# Scarlet Badis-Dario Dario



## chenowethpm (Jan 8, 2014)

Just happened on a pair of these lovely tiny fish. Just now got them acclimated to their very own 10 gallon that used to be home to my emerald Corys. Whom since have been moved to my community tank. The scarlet badis' are very shy but beautiful. This is not a very good pic of one with my phone, but they're about half an inch long.


----------



## majerah1 (Oct 29, 2010)

Cute little guys!


----------



## coralbandit (Jul 29, 2012)

Have you seen them eat?All I have ever heard is they are PICKY eaters!Some ONLY feeding on live until hopefully trained.
I believe Dale(dalfed) has kept some before(or may still even have some?).


----------



## Gizmo (Dec 6, 2010)

I kept a male scarlet badis for close to a year. Thought I had him trained to flake food, but for all I know he could have been subsisting off of RCS babies (I had ~100 in my ten gallon). BEAUTIFUL fish, very timid, very interesting swimming patterns.


----------



## chenowethpm (Jan 8, 2014)

Well the lfs had them trained to eat tubifex but I read that it is bad for them. I read that cyclops is the best food for their primary diet. I'm going home right now to try and feed them for the first time. The lfs told me when I got them yesterday they had just eaten a lot. We will see in a little while. Fingers crossed that I can feed the little guys.


----------



## coralbandit (Jul 29, 2012)

chenowethpm said:


> Well the lfs had them trained to eat tubifex but I read that it is bad for them. I read that cyclops is the best food for their primary diet. I'm going home right now to try and feed them for the first time. The lfs told me when I got them yesterday they had just eaten a lot. We will see in a little while. Fingers crossed that I can feed the little guys.

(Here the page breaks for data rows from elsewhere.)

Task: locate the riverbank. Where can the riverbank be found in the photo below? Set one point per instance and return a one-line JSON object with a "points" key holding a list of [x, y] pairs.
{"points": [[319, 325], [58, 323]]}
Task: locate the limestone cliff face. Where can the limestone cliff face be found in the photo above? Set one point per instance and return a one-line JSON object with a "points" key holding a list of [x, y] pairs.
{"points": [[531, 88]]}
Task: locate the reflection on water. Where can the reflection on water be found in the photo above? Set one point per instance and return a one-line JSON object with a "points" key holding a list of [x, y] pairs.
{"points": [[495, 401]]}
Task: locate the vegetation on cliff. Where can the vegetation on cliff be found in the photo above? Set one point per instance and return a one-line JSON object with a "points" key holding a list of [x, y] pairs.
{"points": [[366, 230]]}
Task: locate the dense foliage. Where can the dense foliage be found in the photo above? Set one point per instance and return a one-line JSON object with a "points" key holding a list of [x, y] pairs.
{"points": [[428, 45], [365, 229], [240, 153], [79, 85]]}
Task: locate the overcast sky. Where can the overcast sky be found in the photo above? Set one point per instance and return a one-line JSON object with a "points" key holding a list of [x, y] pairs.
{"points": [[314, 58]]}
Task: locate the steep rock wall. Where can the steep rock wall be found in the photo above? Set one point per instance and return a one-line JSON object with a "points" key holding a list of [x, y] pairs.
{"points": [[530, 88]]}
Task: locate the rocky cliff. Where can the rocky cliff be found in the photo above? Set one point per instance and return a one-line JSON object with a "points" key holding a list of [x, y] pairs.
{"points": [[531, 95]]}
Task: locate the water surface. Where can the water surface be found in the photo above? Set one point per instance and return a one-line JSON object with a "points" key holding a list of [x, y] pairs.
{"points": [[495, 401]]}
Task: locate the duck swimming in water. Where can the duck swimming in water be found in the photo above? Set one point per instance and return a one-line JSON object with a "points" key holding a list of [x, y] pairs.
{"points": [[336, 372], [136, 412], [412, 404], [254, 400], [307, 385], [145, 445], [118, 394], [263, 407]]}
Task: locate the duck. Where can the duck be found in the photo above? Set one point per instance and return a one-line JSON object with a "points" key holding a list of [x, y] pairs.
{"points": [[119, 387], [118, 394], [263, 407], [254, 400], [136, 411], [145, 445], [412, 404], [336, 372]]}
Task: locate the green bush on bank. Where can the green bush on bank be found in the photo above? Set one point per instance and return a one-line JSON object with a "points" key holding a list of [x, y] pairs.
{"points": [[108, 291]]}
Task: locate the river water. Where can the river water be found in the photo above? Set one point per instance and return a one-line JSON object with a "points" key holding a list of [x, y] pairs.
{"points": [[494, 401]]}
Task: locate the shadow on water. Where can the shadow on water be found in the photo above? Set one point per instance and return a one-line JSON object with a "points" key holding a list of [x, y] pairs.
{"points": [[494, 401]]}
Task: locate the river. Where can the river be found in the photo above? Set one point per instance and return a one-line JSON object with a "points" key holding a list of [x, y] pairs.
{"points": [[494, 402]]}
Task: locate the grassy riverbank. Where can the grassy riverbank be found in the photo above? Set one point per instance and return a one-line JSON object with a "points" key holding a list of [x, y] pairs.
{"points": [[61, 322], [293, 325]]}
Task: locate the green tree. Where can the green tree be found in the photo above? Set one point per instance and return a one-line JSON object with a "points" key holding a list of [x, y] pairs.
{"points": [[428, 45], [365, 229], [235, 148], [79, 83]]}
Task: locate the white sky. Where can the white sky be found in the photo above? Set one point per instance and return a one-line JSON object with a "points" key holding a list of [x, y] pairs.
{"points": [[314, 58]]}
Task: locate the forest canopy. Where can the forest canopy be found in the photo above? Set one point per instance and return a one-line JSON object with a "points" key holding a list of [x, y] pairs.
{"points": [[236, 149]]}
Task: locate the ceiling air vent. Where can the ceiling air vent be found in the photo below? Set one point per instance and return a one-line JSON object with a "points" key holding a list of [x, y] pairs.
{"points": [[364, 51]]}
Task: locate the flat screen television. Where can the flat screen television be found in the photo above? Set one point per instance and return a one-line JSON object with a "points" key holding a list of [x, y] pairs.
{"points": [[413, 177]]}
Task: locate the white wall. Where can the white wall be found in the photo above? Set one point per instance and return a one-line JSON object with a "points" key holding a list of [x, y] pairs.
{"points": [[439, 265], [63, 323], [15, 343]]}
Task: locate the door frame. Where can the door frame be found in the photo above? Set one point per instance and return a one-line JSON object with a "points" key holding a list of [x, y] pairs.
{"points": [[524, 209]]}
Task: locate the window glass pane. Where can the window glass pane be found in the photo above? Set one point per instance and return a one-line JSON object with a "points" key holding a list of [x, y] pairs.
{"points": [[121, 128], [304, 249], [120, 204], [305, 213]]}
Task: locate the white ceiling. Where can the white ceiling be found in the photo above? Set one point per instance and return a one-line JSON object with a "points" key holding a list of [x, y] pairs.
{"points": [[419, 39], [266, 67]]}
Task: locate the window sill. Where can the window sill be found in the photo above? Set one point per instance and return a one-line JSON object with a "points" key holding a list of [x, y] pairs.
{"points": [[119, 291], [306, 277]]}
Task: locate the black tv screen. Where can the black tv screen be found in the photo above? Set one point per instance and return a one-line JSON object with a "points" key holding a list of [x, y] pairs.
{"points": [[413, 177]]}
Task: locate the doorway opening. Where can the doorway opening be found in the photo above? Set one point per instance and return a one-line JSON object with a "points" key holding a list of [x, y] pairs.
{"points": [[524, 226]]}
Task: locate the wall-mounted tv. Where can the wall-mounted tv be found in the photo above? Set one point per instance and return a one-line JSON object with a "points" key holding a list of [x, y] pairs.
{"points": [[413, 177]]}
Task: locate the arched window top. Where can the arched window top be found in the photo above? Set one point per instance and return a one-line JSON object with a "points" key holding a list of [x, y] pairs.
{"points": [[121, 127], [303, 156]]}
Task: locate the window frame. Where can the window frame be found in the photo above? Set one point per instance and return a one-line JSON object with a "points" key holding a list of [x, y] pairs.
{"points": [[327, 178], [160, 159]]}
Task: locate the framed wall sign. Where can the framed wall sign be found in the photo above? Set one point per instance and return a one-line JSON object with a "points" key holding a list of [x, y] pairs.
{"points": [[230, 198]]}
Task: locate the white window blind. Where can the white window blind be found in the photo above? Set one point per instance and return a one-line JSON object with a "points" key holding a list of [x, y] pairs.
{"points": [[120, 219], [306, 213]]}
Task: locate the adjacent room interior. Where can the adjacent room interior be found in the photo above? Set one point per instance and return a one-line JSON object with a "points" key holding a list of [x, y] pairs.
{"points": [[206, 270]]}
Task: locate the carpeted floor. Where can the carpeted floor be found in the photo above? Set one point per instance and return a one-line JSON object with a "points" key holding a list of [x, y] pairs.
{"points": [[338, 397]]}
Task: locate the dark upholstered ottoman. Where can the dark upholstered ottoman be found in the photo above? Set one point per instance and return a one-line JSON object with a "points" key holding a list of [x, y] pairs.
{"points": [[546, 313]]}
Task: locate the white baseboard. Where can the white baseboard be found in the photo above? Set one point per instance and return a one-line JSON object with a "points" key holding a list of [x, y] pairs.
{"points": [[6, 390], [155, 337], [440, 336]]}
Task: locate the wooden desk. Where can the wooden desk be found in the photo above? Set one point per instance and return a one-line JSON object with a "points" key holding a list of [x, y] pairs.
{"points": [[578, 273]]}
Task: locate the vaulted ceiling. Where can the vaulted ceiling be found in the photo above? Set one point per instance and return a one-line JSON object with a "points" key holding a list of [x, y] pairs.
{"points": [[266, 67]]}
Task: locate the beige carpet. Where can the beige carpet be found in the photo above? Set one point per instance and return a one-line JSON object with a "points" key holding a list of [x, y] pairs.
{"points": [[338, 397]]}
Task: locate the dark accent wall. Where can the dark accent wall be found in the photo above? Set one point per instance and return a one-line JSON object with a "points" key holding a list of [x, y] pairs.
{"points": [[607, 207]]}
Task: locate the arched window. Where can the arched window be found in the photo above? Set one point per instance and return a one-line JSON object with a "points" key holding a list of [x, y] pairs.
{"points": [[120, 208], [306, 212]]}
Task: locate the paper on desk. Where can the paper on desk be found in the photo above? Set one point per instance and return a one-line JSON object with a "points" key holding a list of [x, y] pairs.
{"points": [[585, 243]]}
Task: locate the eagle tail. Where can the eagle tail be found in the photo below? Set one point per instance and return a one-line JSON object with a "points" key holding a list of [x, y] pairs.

The more I have read there is no food that is" good".Someone will find the flaw in live food!I've read Brine shrimp are crap!Blood worms are NOT very nutritious.Mysis are questionable?????
I still feed ;freeze dried tubiflex(all my fish love them!),Frozen bloodworms,frozen mysis,Frozen BBS and rotifers for fry and juvis ,frozen daphnia and 2-3 different kinds of flake,and 2 sizes of NLS pellets(new life spectrum).
Good luck with these guys they are a "trophy fish" in fish keeping!
Nice choice!


----------



## chenowethpm (Jan 8, 2014)

First attempt was unsuccessful. I'm gonna leave the food in there for a little while and see. I might have to hatch some brine shrimp or something live, we will see.


----------



## coralbandit (Jul 29, 2012)

Sad to say,but my trophy fish remark is in that it is a known diffacult fish to keep.
Always be nice to the LFS you frequent the most(no matter what),but for the "most finicky" or many marine fish "the buyer"(you and me) get to ask to see the fish eat in front of our eyes!
If not then they will hold fish for 2-3 weeks(this is why you stay nice no matter what).
Freshwater challenges are few and far between(you picked some though) ,but in the marine world you won't last 3 years without being mad if you don't make them show you the fish eat!STRAIGHT DOPE!
Even my #3 (snooty place) will feed the whole tank to sell me 1 fish!
If it doesn't eat in front of my eyes,I ask them to hold or just come back later(taking great mental note the condition of fish for comparison a week later ....).


----------



## chenowethpm (Jan 8, 2014)

It was a week ago that I first saw them but they had already been there a week. So when I got them they had been there for 2 weeks. I went in and watched for a while at least three times. I hear you. One of the coolest things about this lfs is on their website the list new arrivals every week. I'm there at least 3 times a week, even if it's only to look. Great advice CB!


----------



## chenowethpm (Jan 8, 2014)

First feeding attempt wasn't very successful. One of them seemed interested for a sec then quickly lost interest. I tried some frozen cyclops in a syringe and squirted it in their faces, not even phased. I tried some tubifex and one took a quick nibble but then retreated to the plants. The other one wasn't digging it either. Tonight I'm going to try some live mosquito larvae that I gathered. I'm going to set up a brine shrimp hatchery to morrow to see if they'll eat that. My hope is that if I can train them to eat SOMETHING from the syringe/pipet, that I can replace the live with dead foods. Here's to the joys of fishkeeping. It's all a fun learning experience.


----------



## chenowethpm (Jan 8, 2014)

Success! They ate the mosquito larva up. He liked to hunt them down and attack them. It's a pretty cool sight to watch this tiny fish act mighty. I think it WILL be possible if I can get him to keep eating like I fed them I can train them on other foods.


----------



## chenowethpm (Jan 8, 2014)

Update, after 2 weeks of training. I have these little guys eating frozen bloodworms and freeze dried tubifex. I put the food in the flow from the filter so they can "hunt" it. They are a pretty cool tiny fish! And more active than I thought.


----------